The reality is that the Mexico that Sheinbaum will take office on October 1 will have an extreme concentration of power, and the Government will be able to control Congress through the legislative supermajority and the supreme court after the forced renewal next year, significantly reducing the checks and balances. .

I don't know to what extent, but in the calculations that any company makes on possible investments, the expected rate of return for any project in Mexico will have to take this added risk into account. And, fair or not, the idea in some circles in the United States that Mexico is becoming an autocracy will only gain strength, taking the relationship further down a dark path.
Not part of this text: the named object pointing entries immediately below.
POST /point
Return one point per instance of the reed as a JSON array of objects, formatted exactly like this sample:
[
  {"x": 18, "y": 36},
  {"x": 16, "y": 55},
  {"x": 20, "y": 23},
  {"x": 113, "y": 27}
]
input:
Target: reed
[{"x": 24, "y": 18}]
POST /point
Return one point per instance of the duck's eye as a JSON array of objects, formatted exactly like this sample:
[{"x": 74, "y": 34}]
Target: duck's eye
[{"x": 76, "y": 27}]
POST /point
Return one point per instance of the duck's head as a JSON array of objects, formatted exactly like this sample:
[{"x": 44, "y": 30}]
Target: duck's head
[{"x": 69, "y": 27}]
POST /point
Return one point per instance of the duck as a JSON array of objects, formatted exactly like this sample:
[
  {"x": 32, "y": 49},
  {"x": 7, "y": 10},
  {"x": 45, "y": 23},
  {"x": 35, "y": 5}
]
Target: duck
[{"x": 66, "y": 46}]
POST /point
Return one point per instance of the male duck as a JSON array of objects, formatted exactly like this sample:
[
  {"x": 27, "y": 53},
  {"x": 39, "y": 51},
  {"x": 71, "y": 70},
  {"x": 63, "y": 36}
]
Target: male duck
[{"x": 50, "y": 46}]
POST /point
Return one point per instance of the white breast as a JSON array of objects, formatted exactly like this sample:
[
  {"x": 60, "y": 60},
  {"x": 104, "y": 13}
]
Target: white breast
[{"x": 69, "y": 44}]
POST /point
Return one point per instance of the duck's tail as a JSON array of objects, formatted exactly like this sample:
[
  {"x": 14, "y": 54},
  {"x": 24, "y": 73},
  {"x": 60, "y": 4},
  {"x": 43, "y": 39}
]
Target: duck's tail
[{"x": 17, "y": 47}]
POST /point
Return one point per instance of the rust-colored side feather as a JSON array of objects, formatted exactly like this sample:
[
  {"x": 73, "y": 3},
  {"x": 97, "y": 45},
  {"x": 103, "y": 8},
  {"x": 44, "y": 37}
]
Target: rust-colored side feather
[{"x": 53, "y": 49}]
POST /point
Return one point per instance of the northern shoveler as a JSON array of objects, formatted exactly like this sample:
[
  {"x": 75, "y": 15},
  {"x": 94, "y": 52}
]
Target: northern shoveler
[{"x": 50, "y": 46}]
The review of the T-MEC trade agreement is scheduled for 2026, and you can see how Mexico could quickly lose its perceived advantage over the White House. It is a matter of time before the United States decides to pivot and make bilateral trade more dependent on fixing migration — which could hit Chinese investment in Mexico — or, in an extreme case, restrict access to supplies of American natural gas that Mexico needs so much.

During the campaign, Sheinbaum highlighted the importance of expanding Mexico's economic integration with the United States (taking advantage of the supply chain offshoring process known as nearshoring). But those gigantic investments necessary for Mexico to accelerate its growth rate will not materialize in the face of political uncertainty.

For both the United States and Mexico, it is crucial to focus on positive ends. A safe, prosperous and stable Mexico should be one of the United States' top national security priorities. But for this to happen, Mexico also needs to remember that it shares its North American home with two brothers.